Nous sommes un pays habitué à vivre avec beaucoup de contraintes et peu de transparence, et cela reste vrai quand on voit qu'aujourd'hui encore le patient a beaucoup de mal à obtenir son dossier médical. La peur d'un accroissement de la consommation médicale globale, la crainte de perte de pouvoir et de nombreux autres facteurs expliquent que l'évolution de notre pays soit lente dans la diffusion de l'information médicale au public.
Mais ce mouvement est inéluctable, accéléré par Internet et il est, à mes yeux, tout à fait souhaitable : des patients mieux informés sur leurs pathologies et leurs traitements, plus responsables de la mise en uvre de ces traitements et de la gestion des coûts me semblent être des interlocuteurs plus efficaces, que je raisonne en tant qu'ancien médecin ou comme président de GSK.
In fine, comment voyez-vous l'avenir de GSK et, d'une façon plus générale, de l'industrie pharmaceutique ?
J'espère vous avoir montré que nous avons tout fait pour permettre à GSK d'affronter au mieux les échéances à venir et de conserver son rôle de leader dans la pharmacie mondiale. GSK s'est globalement doté de moyens sans précédent pour couvrir les besoins médicaux non encore satisfaits ; je ne suis donc pas inquiet à ce niveau, d'autant que l'attente de nos sociétés est forte en matière de santé. Là, moins qu'ailleurs, on arrêtera le progrès.
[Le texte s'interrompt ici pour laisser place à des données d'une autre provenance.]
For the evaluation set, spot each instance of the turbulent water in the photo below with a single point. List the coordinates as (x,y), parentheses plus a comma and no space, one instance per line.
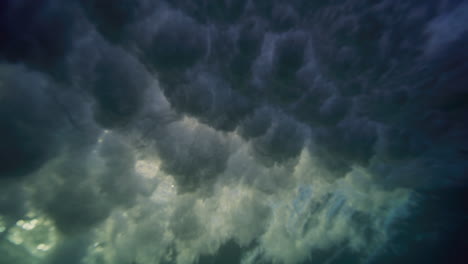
(233,131)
Je serai, en revanche, plus réservé quant à la place de notre pays et de l'Europe, en général, dans ce développement : la place globale de notre pays s'érode et, pour ne parler que du médicament, si l'Europe représente encore le quart du marché mondial, le fossé se creuse avec les Etats-Unis, et le développement des marchés asiatiques et sud-américains peut concurrencer notre continent. Surtout, la croissance est plus lente en Europe qu'aux Etats-Unis, les entreprises de biotechnologies y sont moins nombreuses, les Etats-Unis sont plus que jamais le centre de la pharmacie mondiale.
Cela ne veut pas dire que l'Europe ait perdu la partie, à la condition d'offrir une plus grande visibilité aux investisseurs, en termes de politique du médicament : les investisseurs supportent mal, en effet, les changements trop brutaux de règlements, la non-reconnaissance de la nécessité d'un juste retour sur investissement, les délais trop longs de mise sur le marché. Il faut aujourd'hui plus de neuf mois de négociation avec les pouvoirs publics pour obtenir le remboursement d'un médicament. Je reste très confiant sur notre capacité à surmonter ces obstacles.